Monday, April 04, 2011

Is Your Faith Small Enough?

Has anyone ever accused you of not having enough faith?

Have you wondered if, in fact, you do have enough of this thing so highly rated in the Bible?

Oddly, on one occasion, Jesus told Friends He’d called “unbelieving” that they needed “Small faith,” faith as small as a “tiny seed.” With that miniscule amount of this powerful trait “nothing,” He said, “would be impossible” for them.

What is this powerful substance which, even in such tiny amounts, can accomplish the impossible?

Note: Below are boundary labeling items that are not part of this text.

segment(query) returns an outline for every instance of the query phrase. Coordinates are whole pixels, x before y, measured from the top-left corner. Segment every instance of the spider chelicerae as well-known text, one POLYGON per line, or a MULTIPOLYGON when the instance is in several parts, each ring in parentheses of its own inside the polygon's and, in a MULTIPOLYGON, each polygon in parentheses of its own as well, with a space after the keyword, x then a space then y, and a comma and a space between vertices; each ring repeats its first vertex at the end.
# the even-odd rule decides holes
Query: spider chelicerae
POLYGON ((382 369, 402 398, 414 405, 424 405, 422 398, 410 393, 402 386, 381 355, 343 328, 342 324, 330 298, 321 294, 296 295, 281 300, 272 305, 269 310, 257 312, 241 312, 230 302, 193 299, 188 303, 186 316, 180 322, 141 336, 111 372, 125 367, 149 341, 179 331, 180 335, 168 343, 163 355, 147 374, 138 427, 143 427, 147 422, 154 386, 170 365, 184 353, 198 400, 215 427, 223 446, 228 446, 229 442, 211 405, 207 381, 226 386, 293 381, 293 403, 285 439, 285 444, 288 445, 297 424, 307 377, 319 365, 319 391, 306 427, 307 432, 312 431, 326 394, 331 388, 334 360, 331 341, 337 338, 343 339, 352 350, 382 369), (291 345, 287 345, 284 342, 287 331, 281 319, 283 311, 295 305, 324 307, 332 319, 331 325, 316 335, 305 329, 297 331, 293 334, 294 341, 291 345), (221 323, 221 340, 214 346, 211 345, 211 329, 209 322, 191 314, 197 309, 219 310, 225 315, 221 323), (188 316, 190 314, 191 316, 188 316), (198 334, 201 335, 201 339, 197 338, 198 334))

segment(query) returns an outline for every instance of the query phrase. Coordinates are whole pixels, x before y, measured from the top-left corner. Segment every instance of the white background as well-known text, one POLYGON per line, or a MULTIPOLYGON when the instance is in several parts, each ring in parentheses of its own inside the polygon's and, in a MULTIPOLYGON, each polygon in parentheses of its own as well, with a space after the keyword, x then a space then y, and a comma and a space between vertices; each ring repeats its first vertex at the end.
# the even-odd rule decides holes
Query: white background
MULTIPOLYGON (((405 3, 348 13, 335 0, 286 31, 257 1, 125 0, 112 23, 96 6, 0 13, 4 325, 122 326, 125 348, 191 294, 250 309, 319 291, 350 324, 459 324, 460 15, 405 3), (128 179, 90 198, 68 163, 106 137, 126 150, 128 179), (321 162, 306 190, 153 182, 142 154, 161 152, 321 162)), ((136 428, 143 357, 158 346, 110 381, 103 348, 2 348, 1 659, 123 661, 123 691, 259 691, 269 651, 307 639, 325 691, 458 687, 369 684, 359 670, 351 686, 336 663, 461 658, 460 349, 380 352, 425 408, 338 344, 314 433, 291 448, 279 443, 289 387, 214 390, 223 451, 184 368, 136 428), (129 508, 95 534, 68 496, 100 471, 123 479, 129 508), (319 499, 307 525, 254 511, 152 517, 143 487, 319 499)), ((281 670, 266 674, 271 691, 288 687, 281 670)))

A closer look at the incident which prompted Jesus to say these things to His Friends reveals some clues to what this thing Christ called “faith” is. His Friends had failed to help a Man whose Son was being attacked by an evil spirit. Jesus came along and promptly delivered the boy from the destructive demon.

His Followers asked Him why they couldn’t “drive out” the demon. He answered, “Because you have so little faith.” Then He said, “if you have faith as small as a mustard seed you can say to this mountain ‘move from here to there’ and it will move.”

How’s that for a contradiction in terms? Too “little” of this substance is their problem. A small amount of it can solve their problem.

What’s the difference?

Some ancient copies of Matthew’s biography have an extra sentence following the phrase “nothing will be impossible for you.” It reads, “But this kind does not go out except by prayer, and fasting.”

Usually this is understood to mean, “This kind of evil spirit cannot be driven out unless you pray and fast.”

There is, however, another way to read it. “Faith does not come about except by prayer and fasting.”

Someone might ask, “What’s the difference?”

The difference is that Christ’s faith was not about His powers but His Father and His purposes. His whole life can be summarized in a simple prayer. “Not what I will, but what You will.” His faith was an unshakable belief that what His Father wanted done, no matter how formidable, or how high the price, could be done and would accomplish the greatest good no matter how awful the experience.

THE MESSAGE paraphrase of Christ’s explanation regarding his Friends’ failure is, “Because you're not yet taking God seriously, … The simple truth is that if you had a mere kernel of faith, a poppy seed, say, you would tell this mountain, 'Move!' and it would move. There is nothing you wouldn't be able to tackle.”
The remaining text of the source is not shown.